Label Lift

2 minute read

“I’ll have one serving size with a couple of grams of sugar, please.”

Chances are you’ve never spoken a sentence like that out loud, because to most people, it doesn’t make sense. Yet that’s the kind of lingo foodmakers have used for years to tell Americans about what they’re eating, via the nutrition-facts panel. Now, for the first time in a decade, the Food and Drug Administration is ready for a change.

After many rounds of internal debate–and hefty criticism from health groups–the FDA recently submitted a list of proposed improvements for approval by the White House. Since the nutrition-facts label was introduced in 1990, “the science and recommendations underlying it have changed,” says Juli Putnam, an FDA spokeswoman. Whereas studies show that there are good and bad fats, for example, the label lumps all fats together. And daily values for sodium are based on a 2,400-mg diet even though new research says those figures should be lower.

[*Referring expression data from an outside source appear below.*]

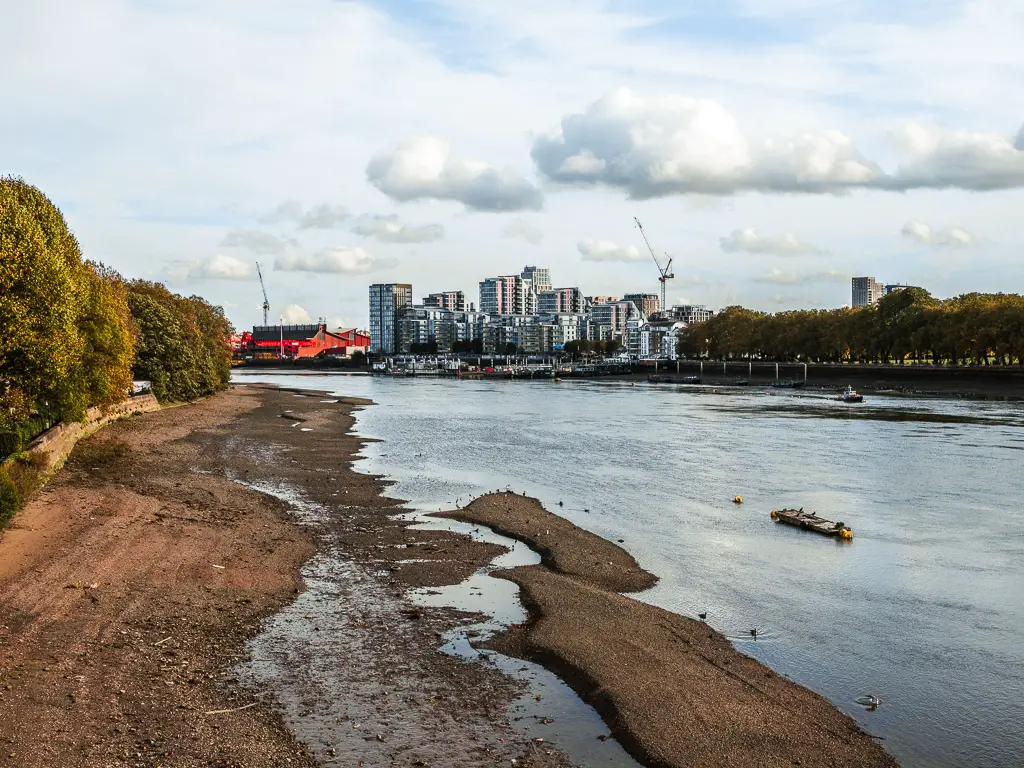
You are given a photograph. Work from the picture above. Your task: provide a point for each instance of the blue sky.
(442, 141)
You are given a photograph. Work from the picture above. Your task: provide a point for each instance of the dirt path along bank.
(673, 690)
(131, 588)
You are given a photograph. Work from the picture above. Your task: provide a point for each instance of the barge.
(810, 521)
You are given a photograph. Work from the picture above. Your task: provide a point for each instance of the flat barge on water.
(810, 521)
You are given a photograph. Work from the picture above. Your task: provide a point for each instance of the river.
(924, 608)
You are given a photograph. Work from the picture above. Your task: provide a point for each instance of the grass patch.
(10, 499)
(100, 454)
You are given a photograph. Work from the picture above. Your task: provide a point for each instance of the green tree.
(41, 293)
(182, 342)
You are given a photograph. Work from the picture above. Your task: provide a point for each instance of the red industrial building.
(308, 340)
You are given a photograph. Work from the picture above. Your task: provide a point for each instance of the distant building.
(647, 303)
(608, 321)
(306, 340)
(560, 300)
(893, 287)
(659, 340)
(385, 301)
(421, 325)
(454, 300)
(866, 291)
(508, 295)
(539, 276)
(691, 313)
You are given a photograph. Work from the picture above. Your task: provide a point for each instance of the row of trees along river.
(74, 334)
(905, 325)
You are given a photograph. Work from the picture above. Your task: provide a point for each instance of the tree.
(182, 343)
(110, 337)
(41, 292)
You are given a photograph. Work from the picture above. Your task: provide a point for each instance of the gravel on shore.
(673, 690)
(153, 610)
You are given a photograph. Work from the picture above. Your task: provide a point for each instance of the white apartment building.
(508, 295)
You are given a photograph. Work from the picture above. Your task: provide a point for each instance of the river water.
(924, 609)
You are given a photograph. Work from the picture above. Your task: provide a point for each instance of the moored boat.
(810, 521)
(851, 395)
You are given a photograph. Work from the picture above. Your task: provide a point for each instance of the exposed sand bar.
(131, 587)
(673, 690)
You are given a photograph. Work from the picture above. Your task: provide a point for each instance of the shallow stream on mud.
(924, 609)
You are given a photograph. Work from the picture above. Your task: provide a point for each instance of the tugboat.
(850, 395)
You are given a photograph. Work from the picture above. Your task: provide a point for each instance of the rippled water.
(925, 608)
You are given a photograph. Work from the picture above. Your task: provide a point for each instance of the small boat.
(850, 395)
(810, 521)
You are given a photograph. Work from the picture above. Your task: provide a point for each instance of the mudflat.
(673, 690)
(144, 589)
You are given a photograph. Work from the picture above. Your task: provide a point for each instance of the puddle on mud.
(322, 657)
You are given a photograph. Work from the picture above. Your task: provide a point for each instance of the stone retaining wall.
(53, 446)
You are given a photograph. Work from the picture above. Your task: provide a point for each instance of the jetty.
(810, 521)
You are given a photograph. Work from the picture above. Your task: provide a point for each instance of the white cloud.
(940, 159)
(339, 259)
(605, 250)
(689, 281)
(392, 229)
(323, 216)
(219, 266)
(953, 237)
(519, 227)
(777, 276)
(294, 315)
(423, 168)
(659, 146)
(256, 241)
(678, 145)
(749, 240)
(290, 210)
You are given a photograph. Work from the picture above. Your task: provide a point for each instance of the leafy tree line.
(74, 334)
(906, 325)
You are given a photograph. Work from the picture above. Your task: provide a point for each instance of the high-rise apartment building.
(539, 276)
(691, 313)
(385, 301)
(508, 295)
(454, 300)
(647, 303)
(560, 301)
(866, 291)
(610, 318)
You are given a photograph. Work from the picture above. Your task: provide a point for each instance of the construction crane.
(665, 273)
(266, 302)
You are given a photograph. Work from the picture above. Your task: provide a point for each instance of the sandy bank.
(153, 609)
(563, 547)
(674, 691)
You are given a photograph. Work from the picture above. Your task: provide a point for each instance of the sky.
(773, 148)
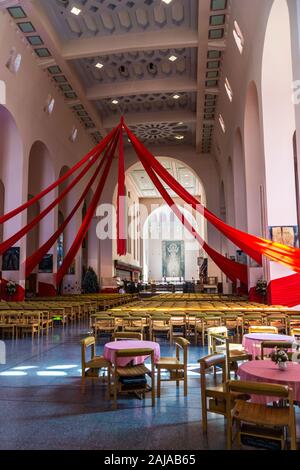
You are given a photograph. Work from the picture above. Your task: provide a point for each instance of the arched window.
(49, 105)
(14, 61)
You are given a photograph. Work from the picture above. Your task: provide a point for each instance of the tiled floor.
(42, 404)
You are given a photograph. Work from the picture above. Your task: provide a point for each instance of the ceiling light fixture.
(76, 11)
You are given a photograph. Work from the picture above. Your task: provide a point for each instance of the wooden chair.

Although the FDA won’t say when the changes will take effect–it could be years–or what they will be, many nutrition experts have already chimed in with suggestions. But Dr. Robert Lustig, a professor of clinical pediatrics at the University of California, San Francisco, warns that health advocates should temper their expectations. After all, food-processing companies spent over $28 million last year on lobbying efforts, some of which were aimed at the FDA.

Nonetheless, even a small tweak could pay big dividends. Now that 42% of working-age Americans are reading nutrition-facts labels (up from 34% in 2008), they could play a key part in combatting the obesity epidemic. “None of these are blockbuster changes,” says Michael Jacobson, executive director of the Center for Science in the Public Interest. “They’re steps.”